On Wed, Jun 20, 2018 at 12:57 PM Rik van Riel <riel@xxxxxxxxxxx> wrote:
>
> Andy discovered that speculative memory accesses while in lazy
> TLB mode can crash a system, when a CPU tries to dereference a
> speculative access using memory contents that used to be valid
> page table memory, but have since been reused for something else
> and point into la-la land.
>
> The latter problem can be prevented in two ways. The first is to
> always send a TLB shootdown IPI to CPUs in lazy TLB mode, while
> the second one is to only send the TLB shootdown at page table
> freeing time.
>
> The second should result in fewer IPIs, since operationgs like
> mprotect and madvise are very common with some workloads, but
> do not involve page table freeing.

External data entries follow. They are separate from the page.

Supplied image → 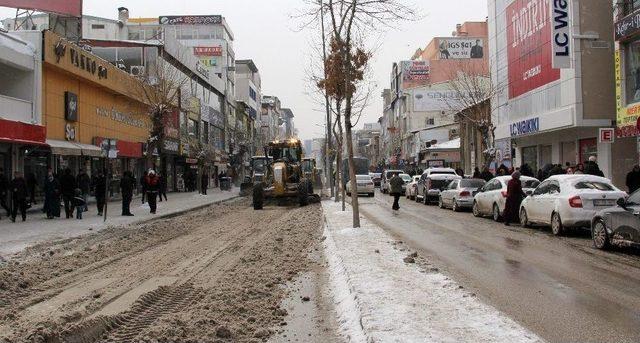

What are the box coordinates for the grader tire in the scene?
[253,183,264,210]
[298,182,309,207]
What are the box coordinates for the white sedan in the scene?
[405,175,421,200]
[472,176,540,221]
[346,174,375,197]
[519,175,627,235]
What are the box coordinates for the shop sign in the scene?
[427,159,445,168]
[164,126,179,139]
[195,61,210,79]
[186,158,198,164]
[181,143,190,155]
[615,9,640,41]
[599,128,615,143]
[159,15,222,25]
[65,123,76,141]
[96,107,147,129]
[551,0,571,69]
[54,38,108,79]
[401,60,430,89]
[65,91,78,121]
[506,0,560,99]
[510,117,540,137]
[193,46,222,56]
[162,139,180,153]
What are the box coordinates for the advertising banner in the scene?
[412,89,467,112]
[551,0,571,68]
[401,60,430,89]
[438,38,484,59]
[0,0,82,17]
[615,9,640,41]
[194,46,222,56]
[159,15,222,25]
[506,0,560,99]
[615,46,640,137]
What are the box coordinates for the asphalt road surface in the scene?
[357,190,640,343]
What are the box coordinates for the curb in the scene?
[127,194,242,225]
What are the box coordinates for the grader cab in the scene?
[252,139,317,210]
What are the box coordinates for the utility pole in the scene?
[320,0,334,198]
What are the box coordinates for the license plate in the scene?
[593,199,615,207]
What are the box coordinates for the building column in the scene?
[597,141,612,180]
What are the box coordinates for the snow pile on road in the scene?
[322,200,544,343]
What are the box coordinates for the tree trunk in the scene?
[344,100,360,228]
[336,116,346,211]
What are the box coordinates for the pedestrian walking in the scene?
[574,163,584,174]
[72,188,85,219]
[480,167,494,182]
[584,156,604,177]
[201,171,209,195]
[0,168,9,219]
[472,167,481,179]
[9,171,28,222]
[43,168,61,219]
[520,163,534,178]
[455,168,465,178]
[626,165,640,194]
[120,171,135,216]
[140,171,147,204]
[26,171,37,205]
[158,173,168,201]
[92,172,107,216]
[59,168,76,219]
[389,173,404,211]
[145,170,160,214]
[77,169,91,212]
[503,171,526,226]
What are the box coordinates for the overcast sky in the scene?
[0,0,488,140]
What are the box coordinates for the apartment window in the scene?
[91,24,105,29]
[425,117,435,126]
[202,121,209,144]
[249,87,257,101]
[188,118,199,138]
[625,39,640,105]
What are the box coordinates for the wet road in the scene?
[357,191,640,343]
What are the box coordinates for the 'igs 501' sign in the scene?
[551,0,571,69]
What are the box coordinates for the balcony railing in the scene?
[0,94,32,122]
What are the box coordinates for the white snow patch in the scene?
[321,200,545,343]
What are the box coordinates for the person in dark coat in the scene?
[497,164,509,176]
[584,156,604,177]
[520,163,534,178]
[472,167,481,179]
[140,171,148,204]
[9,171,28,222]
[201,172,209,195]
[503,171,526,226]
[389,173,404,211]
[158,173,168,201]
[77,169,91,212]
[455,168,465,178]
[120,171,136,216]
[626,165,640,194]
[480,167,494,182]
[43,168,61,219]
[92,172,107,216]
[145,170,160,214]
[59,168,76,219]
[0,168,9,219]
[72,188,85,219]
[26,171,37,205]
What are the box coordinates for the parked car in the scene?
[381,170,403,194]
[416,172,462,205]
[346,174,375,197]
[399,173,412,194]
[472,175,540,221]
[369,172,382,187]
[405,175,421,200]
[519,175,626,235]
[439,178,486,211]
[591,190,640,250]
[422,167,458,177]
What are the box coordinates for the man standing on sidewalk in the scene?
[93,172,107,216]
[140,170,147,204]
[43,169,61,219]
[389,173,404,211]
[10,171,28,222]
[144,170,160,214]
[201,171,209,195]
[77,169,91,212]
[120,171,135,216]
[0,168,9,219]
[60,168,76,219]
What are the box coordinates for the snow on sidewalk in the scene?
[321,200,544,343]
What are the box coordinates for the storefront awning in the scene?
[0,119,46,145]
[46,139,103,157]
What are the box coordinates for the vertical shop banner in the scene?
[506,0,560,99]
[551,0,572,68]
[401,60,430,89]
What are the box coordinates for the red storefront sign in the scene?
[506,0,560,99]
[0,118,47,145]
[95,137,143,158]
[193,46,222,56]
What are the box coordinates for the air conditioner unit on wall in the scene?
[130,66,145,77]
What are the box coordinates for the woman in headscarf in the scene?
[43,168,61,219]
[503,171,526,226]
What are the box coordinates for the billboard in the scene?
[0,0,82,17]
[401,60,430,89]
[438,38,484,59]
[413,89,464,112]
[506,0,560,99]
[159,15,222,25]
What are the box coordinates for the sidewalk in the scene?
[0,188,239,256]
[321,200,544,342]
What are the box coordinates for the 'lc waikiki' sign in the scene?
[510,117,540,137]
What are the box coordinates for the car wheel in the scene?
[592,219,610,250]
[551,212,564,236]
[438,197,445,208]
[520,208,529,228]
[492,203,502,222]
[452,199,460,212]
[472,201,481,217]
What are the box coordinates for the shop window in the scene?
[92,47,117,64]
[128,28,141,40]
[625,39,640,105]
[521,146,538,173]
[117,47,143,70]
[579,138,597,164]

Also, on munmap, batching
> of page table freeing covers much larger ranges of virtual
> memory than the batching of unmapped user pages.
>
> Signed-off-by: Rik van Riel <riel@xxxxxxxxxxx>
> Tested-by: Song Liu <songliubraving@xxxxxx>
> ---
> arch/x86/include/asm/tlbflush.h | 5 +++++
> arch/x86/mm/tlb.c | 24 ++++++++++++++++++++++++
> include/asm-generic/tlb.h | 10 ++++++++++
> mm/memory.c | 22 ++++++++++++++--------
> 4 files changed, 53 insertions(+), 8 deletions(-)
>
> diff --git a/arch/x86/include/asm/tlbflush.h b/arch/x86/include/asm/tlbflush.h
> index 6690cd3fc8b1..3aa3204b5dc0 100644
> --- a/arch/x86/include/asm/tlbflush.h
> +++ b/arch/x86/include/asm/tlbflush.h
> @@ -554,4 +554,9 @@ extern void arch_tlbbatch_flush(struct arch_tlbflush_unmap_batch *batch);
> native_flush_tlb_others(mask, info)
> #endif
>
> +extern void tlb_flush_remove_tables(struct mm_struct *mm);
> +extern void tlb_flush_remove_tables_local(void *arg);
> +
> +#define HAVE_TLB_FLUSH_REMOVE_TABLES
> +
> #endif /* _ASM_X86_TLBFLUSH_H */
> diff --git a/arch/x86/mm/tlb.c b/arch/x86/mm/tlb.c
> index e055d1a06699..61773b07ed54 100644
> --- a/arch/x86/mm/tlb.c
> +++ b/arch/x86/mm/tlb.c
> @@ -646,6 +646,30 @@ void flush_tlb_mm_range(struct mm_struct *mm, unsigned long start,
> put_cpu();
> }
>
> +void tlb_flush_remove_tables_local(void *arg)
> +{
> + struct mm_struct *mm = arg;
> +
> + if (this_cpu_read(cpu_tlbstate.loaded_mm) == mm &&
> + this_cpu_read(cpu_tlbstate.is_lazy))
> + /*
> + * We're in lazy mode. We need to at least flush our
> + * paging-structure cache to avoid speculatively reading
> + * garbage into our TLB. Since switching to init_mm is barely
> + * slower than a minimal flush, just switch to init_mm.
> + */
> + switch_mm_irqs_off(NULL, &init_mm, NULL);

Can you add braces?

> +}
> +
> +void tlb_flush_remove_tables(struct mm_struct *mm)
> +{
> + int cpu = get_cpu();
> + /*
> + * XXX: this really only needs to be called for CPUs in lazy TLB mode.
> + */
> + if (cpumask_any_but(mm_cpumask(mm), cpu) < nr_cpu_ids)
> + smp_call_function_many(mm_cpumask(mm), tlb_flush_remove_tables_local, (void *)mm, 1);

I suspect that most if the gain will come from fixing this limitation :)